L'enquête soulève des points importants que nous ne devrions pas négliger. Selon l'OCDE, il y a trois éléments qui distinguent les systèmes éducatifs les plus performants : l'utilisation d'outils numériques spécifiquement conçus pour l'apprentissage, le soutien des enseignants envers leurs élèves et l'engagement des familles dans l'éducation de leurs enfants.
Le soutien des parents est mis en avant dans cette enquête. Elle met en évidence les effets néfastes de l'utilisation des smartphones, qui perturbent les élèves dans leur apprentissage et provoquent de l'anxiété. Même plus de 5 ans après l'interdiction des téléphones portables dans les collèges, 30% des jeunes français avouent être constamment distraits par les appareils numériques qu'ils utilisent en classe. Les résultats de l'enquête montrent clairement que certains pays utilisent le numérique de manière bénéfique pour les apprentissages, tandis que dans d'autres pays il constitue un obstacle inquiétant à la concentration des élèves.
Voici également une critique sur la nécessité de limiter l'utilisation des écrans chez les enfants, afin de leur permettre de vivre une enfance épanouie.
Les enfants les plus jeunes passent trop de temps devant les écrans, ce qui dépasse les recommandations.
De plus, contrairement à une idée répandue, le soutien des parents envers l'apprentissage de leurs enfants a diminué au fil du temps. Seulement 24% des élèves français fréquentent des établissements où au moins la moitié des parents se préoccupent des résultats de leurs enfants. Cette proportion, en baisse significative par rapport à 2012 (-12 points), place les familles françaises en dernière position. Cependant, les résultats montrent que l'implication des parents est un facteur clé de la réussite des élèves, en particulier pour les élèves défavorisés, comme le démontrent les pays moins riches.
Niveau d'enseignement
En ce qui concerne la qualité de l'enseignement, il est important de noter que les enseignants français ne soutiennent que faiblement leurs élèves. Seulement 63% des élèves français affirment que leur enseignant était disponible pendant la crise sanitaire, ce qui est 4 points de moins que la moyenne des pays de l'OCDE. De plus, moins de 10% des élèves ont été interrogés quotidiennement ou presque par une personne de leur établissement, tandis qu'au Japon ce chiffre s'élève à plus de 27%. La France se classe également parmi les pays où les chefs d'établissement estiment que le manque d'enseignants perturbe le plus la qualité de l'enseignement, avec un écart de plus de 20 points par rapport à la moyenne de l'OCDE.

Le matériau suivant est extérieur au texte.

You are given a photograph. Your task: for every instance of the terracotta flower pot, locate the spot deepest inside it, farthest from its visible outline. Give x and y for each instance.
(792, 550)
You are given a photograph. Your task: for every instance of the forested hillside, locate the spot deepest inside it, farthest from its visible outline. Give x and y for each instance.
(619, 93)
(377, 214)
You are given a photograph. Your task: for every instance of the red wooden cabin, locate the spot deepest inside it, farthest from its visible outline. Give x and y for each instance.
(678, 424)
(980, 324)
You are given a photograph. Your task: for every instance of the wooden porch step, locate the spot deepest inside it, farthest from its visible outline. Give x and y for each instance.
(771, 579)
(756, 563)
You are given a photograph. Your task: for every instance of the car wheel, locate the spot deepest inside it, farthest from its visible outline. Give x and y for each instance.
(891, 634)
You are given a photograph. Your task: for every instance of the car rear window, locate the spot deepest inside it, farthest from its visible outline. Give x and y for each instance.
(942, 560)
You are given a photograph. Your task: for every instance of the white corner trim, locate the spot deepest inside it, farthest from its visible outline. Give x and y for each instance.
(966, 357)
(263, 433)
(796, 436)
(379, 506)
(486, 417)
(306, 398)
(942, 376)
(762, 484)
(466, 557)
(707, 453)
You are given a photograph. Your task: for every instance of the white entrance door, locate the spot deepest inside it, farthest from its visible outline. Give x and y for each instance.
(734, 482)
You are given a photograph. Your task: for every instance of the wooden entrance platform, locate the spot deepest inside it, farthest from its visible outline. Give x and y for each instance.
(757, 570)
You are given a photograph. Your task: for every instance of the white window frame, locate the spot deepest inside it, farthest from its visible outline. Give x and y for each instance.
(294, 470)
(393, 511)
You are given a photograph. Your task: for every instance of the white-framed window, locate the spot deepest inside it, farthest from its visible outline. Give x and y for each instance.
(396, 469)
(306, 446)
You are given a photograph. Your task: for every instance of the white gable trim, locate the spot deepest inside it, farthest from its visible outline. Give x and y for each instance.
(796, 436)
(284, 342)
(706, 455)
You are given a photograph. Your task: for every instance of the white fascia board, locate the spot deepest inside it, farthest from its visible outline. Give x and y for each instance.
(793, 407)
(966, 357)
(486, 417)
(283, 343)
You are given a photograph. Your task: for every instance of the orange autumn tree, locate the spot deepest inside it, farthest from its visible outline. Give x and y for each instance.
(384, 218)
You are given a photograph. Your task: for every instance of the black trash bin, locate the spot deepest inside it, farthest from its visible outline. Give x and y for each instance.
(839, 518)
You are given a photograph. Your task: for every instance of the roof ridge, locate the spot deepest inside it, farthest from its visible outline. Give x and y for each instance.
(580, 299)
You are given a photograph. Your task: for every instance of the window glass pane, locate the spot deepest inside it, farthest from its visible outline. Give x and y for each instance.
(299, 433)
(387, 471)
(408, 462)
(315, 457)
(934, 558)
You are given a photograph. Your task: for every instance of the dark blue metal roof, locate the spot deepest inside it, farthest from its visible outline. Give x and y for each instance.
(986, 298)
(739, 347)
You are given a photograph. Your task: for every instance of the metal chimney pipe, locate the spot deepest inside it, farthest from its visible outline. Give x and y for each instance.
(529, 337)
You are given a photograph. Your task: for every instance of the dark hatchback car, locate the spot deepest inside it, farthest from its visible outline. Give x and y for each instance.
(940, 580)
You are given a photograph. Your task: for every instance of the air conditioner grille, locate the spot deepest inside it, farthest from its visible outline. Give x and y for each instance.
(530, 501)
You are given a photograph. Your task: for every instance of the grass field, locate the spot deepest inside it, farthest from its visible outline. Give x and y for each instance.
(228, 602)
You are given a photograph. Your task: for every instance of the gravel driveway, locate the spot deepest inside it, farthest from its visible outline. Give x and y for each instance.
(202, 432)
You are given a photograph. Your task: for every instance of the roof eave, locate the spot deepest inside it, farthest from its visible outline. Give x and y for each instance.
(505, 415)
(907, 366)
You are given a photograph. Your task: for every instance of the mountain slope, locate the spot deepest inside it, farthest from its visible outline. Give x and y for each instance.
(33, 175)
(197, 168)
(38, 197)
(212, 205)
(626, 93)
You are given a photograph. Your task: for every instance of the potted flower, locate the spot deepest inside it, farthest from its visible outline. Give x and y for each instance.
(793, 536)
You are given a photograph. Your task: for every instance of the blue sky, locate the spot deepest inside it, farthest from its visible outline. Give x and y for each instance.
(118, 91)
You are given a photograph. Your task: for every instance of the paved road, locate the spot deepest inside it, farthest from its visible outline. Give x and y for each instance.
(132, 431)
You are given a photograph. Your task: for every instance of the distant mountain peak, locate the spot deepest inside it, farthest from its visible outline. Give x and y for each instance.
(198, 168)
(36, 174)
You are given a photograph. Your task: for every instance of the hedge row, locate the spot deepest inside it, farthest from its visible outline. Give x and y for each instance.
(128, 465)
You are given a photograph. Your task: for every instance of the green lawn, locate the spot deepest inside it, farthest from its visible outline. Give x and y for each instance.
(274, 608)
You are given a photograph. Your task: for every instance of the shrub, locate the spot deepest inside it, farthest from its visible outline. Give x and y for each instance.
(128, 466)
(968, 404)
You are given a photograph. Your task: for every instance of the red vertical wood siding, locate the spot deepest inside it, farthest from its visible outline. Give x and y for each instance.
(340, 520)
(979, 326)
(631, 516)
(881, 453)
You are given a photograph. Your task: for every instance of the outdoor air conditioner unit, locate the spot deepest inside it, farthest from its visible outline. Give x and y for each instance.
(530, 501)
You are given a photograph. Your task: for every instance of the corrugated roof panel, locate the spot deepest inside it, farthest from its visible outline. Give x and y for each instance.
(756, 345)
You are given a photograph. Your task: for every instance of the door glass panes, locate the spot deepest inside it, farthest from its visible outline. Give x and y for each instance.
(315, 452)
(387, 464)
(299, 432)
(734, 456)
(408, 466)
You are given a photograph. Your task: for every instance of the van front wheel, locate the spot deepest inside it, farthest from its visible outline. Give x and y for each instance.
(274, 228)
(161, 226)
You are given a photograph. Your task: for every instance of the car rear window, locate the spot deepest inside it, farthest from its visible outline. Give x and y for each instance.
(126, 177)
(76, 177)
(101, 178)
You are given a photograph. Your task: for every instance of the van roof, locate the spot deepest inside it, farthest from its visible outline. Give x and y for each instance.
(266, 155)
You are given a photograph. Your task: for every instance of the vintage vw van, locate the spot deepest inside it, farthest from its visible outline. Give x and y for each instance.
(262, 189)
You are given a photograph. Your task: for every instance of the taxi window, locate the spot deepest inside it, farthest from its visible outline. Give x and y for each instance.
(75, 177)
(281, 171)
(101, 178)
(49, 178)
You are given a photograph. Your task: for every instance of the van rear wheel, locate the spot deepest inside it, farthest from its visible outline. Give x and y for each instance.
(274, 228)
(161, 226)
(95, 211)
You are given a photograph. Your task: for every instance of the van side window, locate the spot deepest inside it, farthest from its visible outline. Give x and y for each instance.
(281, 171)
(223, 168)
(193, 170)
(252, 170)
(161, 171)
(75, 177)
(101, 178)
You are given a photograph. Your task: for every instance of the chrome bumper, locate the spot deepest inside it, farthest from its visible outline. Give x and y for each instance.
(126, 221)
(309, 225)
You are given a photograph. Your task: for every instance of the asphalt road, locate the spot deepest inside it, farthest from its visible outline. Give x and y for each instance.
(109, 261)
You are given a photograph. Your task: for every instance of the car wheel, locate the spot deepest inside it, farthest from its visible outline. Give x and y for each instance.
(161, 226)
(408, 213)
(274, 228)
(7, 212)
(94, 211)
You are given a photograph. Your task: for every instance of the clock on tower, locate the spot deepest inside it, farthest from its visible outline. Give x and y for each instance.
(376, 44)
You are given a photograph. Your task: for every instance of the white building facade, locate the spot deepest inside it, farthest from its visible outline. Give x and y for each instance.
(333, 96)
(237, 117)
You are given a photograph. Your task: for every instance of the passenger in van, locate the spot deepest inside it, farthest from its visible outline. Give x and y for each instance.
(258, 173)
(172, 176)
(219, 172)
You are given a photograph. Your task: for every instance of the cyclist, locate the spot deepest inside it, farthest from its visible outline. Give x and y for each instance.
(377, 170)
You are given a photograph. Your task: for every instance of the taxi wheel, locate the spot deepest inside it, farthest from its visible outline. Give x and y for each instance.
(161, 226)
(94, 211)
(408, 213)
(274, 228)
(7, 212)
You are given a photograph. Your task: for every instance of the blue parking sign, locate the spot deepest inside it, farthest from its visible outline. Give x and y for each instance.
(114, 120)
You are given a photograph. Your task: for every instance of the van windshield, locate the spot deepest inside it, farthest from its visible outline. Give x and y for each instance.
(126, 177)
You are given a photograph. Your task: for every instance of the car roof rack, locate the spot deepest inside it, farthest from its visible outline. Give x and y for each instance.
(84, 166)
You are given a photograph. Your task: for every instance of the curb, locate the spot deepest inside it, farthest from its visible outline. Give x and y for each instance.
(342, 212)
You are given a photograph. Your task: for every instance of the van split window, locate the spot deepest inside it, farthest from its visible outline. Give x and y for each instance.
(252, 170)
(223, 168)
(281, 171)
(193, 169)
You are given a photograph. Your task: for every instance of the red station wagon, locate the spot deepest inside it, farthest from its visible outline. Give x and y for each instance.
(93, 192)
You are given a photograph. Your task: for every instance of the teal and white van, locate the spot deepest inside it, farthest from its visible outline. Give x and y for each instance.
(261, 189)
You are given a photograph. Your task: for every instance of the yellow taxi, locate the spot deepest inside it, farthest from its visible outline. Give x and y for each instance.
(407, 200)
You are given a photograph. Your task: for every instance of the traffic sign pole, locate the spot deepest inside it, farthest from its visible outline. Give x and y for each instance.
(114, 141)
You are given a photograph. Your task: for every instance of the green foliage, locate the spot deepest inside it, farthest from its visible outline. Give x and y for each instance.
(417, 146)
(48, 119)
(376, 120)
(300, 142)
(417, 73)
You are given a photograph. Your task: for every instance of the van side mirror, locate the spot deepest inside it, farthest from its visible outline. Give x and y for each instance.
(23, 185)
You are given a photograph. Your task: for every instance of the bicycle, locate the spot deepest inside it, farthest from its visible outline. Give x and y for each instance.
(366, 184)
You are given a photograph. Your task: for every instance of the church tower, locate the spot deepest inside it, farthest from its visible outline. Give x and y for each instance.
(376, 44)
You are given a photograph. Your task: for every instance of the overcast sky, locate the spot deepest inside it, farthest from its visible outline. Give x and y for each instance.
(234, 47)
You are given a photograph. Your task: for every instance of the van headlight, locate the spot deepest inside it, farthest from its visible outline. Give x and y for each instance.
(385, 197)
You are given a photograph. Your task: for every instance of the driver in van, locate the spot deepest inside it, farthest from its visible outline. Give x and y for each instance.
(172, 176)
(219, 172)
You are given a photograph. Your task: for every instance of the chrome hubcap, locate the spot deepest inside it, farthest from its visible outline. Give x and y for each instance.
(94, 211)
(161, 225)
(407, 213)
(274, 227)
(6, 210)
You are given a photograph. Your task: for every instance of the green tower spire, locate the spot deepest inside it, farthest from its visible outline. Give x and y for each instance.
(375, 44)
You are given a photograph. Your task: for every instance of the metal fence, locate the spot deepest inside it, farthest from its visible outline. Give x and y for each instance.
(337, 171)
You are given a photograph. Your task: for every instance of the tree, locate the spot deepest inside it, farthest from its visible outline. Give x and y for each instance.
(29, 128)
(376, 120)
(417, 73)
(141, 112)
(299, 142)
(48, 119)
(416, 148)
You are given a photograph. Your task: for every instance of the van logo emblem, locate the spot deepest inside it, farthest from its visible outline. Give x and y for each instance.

En conclusion, la France se montre en retrait sur les 3 critères qui déterminent la résistance d'un système éducatif. Au-delà de la gestion de la crise sanitaire, cette idée est d'autant plus intéressante car elle met en évidence l'importance des apprentissages durables et de la capacité des jeunes à trouver les ressources nécessaires pour construire leur parcours. En dehors de la question du redoublement et des groupes de niveaux, qui suscitent les controverses entre excellence et égalité, il est probable que l'école française ait beaucoup à apprendre des systèmes éducatifs les plus performants sur le plan humain.
Guillaume Prévost occupe le poste de délégué général au sein de l'organisation VersLeHaut.